Ursprünglich wurde mein Styling von niederländischen Auswanderern geprägt. Sie brachten den „Sinterklaas“ im 17. Jahrhundert mit nach Nieuw Amsterdam, in das heutige New York. Damals hatte ich auch schon diese roten Pausbacken, doch ich war mal dünn, mal dick, wie andere auch, und die Farbe meiner Kleidung wechselte ich nach Tageslaune von Grün zu Braun oder auch mal zu Rot. Ikonisch wurde mein Aussehen erst in den 1930er-Jahren, und das kam so: Coca-Cola war genervt davon, dass ihr Getränk nur im Hochsommer getrunken wurde, und hat den Grafiker Haddon Sundblom beauftragt, eine Weihnachtskampagne zu zeichnen. Er hat dann das starke Bild des dicklichen Mannes mit langem weißem Bart und freundlichem Gesicht geprägt, der in einem roten Mantel mit Fellkragen auftritt. Und weil Coca-Cola in der ganzen Welt getrunken wurde, hat sich diese Vorstellung so verfestigt, dass ich mich jetzt immer so anziehe. Manchmal lege ich zum Winter extra ein paar Kilo zu, damit ich dem Bild entspreche. Dem Unternehmen gefiel es natürlich, dass meine Kleidung dem Rot ihrer Marke entsprach – doch diese haben sie nicht erfunden, das gab es schon vorher.

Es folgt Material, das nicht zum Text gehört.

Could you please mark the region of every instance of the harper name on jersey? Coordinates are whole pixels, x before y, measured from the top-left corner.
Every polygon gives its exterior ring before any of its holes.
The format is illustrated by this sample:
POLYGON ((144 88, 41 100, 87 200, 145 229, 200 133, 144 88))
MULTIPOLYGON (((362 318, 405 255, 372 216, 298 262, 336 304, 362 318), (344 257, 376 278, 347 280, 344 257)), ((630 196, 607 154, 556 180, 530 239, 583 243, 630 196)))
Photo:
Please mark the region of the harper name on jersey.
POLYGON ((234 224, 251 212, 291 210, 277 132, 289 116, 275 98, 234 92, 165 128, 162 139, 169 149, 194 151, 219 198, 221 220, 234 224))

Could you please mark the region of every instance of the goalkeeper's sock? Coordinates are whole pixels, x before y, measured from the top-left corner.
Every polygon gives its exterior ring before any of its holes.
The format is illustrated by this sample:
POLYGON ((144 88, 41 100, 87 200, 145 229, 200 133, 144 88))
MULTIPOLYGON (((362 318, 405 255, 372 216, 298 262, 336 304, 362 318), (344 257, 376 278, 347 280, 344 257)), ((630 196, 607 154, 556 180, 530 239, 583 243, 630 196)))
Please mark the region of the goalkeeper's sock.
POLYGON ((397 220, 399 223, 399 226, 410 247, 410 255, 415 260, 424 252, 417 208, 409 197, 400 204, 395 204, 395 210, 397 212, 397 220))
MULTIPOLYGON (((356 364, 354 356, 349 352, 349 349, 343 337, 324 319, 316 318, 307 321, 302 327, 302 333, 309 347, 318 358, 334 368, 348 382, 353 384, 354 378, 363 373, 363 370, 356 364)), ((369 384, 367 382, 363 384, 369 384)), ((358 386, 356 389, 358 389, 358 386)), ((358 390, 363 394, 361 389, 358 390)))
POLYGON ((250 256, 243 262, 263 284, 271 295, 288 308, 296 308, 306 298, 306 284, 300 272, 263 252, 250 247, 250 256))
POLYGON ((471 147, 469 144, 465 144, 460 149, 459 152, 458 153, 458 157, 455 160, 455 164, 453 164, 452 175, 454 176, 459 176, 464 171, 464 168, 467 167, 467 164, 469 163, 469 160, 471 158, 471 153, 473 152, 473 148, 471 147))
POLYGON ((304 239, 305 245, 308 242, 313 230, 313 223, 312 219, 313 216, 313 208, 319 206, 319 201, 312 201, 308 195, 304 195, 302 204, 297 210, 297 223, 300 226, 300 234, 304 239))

Ich muss noch eine kritische Frage stellen – als Heiliger Nikolaus haben Sie doch eigentlich nur am 6. Dezember zu tun. Warum besuchen Sie die Familien jetzt auch zu Weihnachten?
Martin Luther fand die Heiligenverehrung nicht so besonders toll und hat dafür gesorgt, dass das Christkind – also Jesus – die Gaben bringt. Das war eine harte Zeit für mich! Ich war nur noch dafür zuständig, ein paar Nüsse in dreckige Schuhe zu werfen, und die Kinder begannen, mich nachzumachen, indem sie sich selbst als Nikolaus verkleideten. Doch zum Glück sind mit der Zeit die beiden Bräuche miteinander verschmolzen, und nun bringt in den meisten Familien wieder der Weihnachtsmann die Geschenke zum 24. Dezember – und den Nikolaustag gibt es trotzdem noch.

Es gibt ein berühmtes Interview mit Ihnen, das Erich Kästner in den 1920er-Jahren mit Ihnen
geführt hat. Da wirken Sie nicht gerade sehr fröhlich, täuscht der Eindruck?
Ich muss schon sagen – am schlimmsten war für mich, dass Kästner mich beschuldigt hat, ihm sein goldenes
Feuerzeug gestohlen zu haben. Diesen Ruf konnte ich nur schwer wieder loswerden. Doch eigentlich war ich froh, dass auch mal jemand nach meinem persönlichen Befinden gefragt hat. Die Menschen haben sehr hohe Erwartungen an mich, und ich muss immer funktionieren. Darüber denkt niemand nach, dass ich auch mal müde und traurig bin. Besonders macht mir die Undankbarkeit der Menschen zu schaffen – die nicht sehen, dass es so viel Schönes gibt und immer wieder Kriege anfangen und sich streiten.

Vielen Dank für das Gespräch!

Das Gespräch führte Susanne Burmester.